Рядом со мной стояла пара, сошедшая с полотен Шагала в их более приземленном, бытовом варианте. Дама, фасоном напоминавшая мою оршанскую тетю Соню, окинула мой «прибалтийский» лик взглядом, полным классовой ненависти, и прошипела мужу:
— Хаимеле... а шиксе ин дер рэй? Ваз махт зи до? (Хаим, что эта гойка делает в нашей очереди?)

Хаим, сосредоточенно сражавшийся с бутербродом, пробормотал:
— Зи из ви а гойте фун Рига… (Да брось, она из этих, из рижских...)
— Таки что она себе думает? — не унималась мадам. — Шиксе в кугл не помеха? Эта очередь для нас, а не для прогулок!

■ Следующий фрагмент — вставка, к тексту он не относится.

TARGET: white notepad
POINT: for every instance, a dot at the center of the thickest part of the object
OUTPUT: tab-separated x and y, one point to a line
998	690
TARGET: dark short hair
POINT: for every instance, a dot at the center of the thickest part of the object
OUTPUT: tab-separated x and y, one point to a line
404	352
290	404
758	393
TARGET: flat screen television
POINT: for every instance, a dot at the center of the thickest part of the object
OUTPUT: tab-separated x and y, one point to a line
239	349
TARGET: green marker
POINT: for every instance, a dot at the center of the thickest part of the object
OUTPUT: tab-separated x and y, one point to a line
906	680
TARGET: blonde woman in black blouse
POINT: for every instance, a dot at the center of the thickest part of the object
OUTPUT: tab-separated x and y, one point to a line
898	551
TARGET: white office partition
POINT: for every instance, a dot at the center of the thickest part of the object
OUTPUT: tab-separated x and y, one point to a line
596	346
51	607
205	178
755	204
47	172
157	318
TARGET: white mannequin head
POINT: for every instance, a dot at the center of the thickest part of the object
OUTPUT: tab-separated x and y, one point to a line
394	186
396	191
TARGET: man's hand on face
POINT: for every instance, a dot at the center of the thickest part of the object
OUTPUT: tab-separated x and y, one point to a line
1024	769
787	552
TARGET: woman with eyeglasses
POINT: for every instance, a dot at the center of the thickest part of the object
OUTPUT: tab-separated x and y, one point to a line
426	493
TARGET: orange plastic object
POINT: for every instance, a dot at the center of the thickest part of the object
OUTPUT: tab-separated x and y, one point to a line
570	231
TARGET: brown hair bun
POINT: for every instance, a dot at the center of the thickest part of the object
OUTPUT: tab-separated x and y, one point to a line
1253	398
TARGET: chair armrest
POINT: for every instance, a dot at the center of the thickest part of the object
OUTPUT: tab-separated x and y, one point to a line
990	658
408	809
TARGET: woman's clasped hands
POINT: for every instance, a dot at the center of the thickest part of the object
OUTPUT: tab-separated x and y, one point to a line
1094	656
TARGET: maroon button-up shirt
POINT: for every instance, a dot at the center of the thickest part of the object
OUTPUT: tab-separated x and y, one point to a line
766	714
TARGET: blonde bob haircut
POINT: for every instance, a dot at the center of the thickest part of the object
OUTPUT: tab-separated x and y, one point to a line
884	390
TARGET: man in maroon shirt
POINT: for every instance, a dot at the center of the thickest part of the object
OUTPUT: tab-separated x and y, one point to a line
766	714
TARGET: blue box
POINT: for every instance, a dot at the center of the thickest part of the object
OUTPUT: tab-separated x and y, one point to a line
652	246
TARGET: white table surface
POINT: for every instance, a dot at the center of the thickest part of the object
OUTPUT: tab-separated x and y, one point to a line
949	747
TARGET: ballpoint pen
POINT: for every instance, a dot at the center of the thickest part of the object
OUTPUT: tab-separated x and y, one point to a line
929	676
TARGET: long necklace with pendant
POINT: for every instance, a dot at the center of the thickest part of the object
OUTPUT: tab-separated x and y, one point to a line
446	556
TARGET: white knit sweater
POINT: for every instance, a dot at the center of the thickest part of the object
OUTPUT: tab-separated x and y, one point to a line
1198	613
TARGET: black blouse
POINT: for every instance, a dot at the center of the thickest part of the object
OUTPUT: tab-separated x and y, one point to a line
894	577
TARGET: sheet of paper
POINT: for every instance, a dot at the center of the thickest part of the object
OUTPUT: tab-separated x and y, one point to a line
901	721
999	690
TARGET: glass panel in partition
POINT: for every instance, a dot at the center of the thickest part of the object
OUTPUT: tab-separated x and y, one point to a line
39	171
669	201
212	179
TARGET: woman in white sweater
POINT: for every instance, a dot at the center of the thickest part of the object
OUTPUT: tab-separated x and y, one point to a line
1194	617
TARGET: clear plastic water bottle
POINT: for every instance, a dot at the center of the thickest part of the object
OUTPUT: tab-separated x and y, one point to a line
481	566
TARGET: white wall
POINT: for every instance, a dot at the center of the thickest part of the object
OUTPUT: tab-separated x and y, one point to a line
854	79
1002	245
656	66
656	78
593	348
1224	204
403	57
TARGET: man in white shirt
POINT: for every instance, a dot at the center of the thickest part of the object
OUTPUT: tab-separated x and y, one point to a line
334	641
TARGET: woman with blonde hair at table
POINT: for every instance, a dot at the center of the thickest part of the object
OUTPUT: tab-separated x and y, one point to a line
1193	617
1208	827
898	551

Я поняла: пора доставать козыри. В моих закромах пылился идиш — не академический, а тот самый, домашний, пахнущий бабушкиными шкварками.
— Шиксе, шмиксе… — бросила я, лениво поправляя свои белокурые пряди. — Их бин а Ид, ун ду золст зих шемен! (Я еврейка, и это вам должно быть стыдно!)

Тишина стала такой плотной, что её можно было резать ножом для мацы. Бутерброд в руках Хаима задрожал.
— Штойс! — выдохнул он. — Она таки умеет говорить…
— К’лойст зих... — запричитала дама, мгновенно меняя гнев на милость. — А мы-то грешным делом подумали... Ду бист а идишке? Настоящая?

Я не стала вступать в дискуссию о стандартах качества. «Своя среди чужих, чужая среди своих» — эта формула стала моим личным гражданством. Даже в Израиле, спустя годы, меня продолжают пытать: «Неужели у вас в роду действительно были евреи?».

Стереотипы — штука живучая. Мы так привыкли защищаться от чужих клеток, что не заметили, как сами начали подкрашивать их прутья, чтобы они гармонировали с нашими представлениями о прекрасном.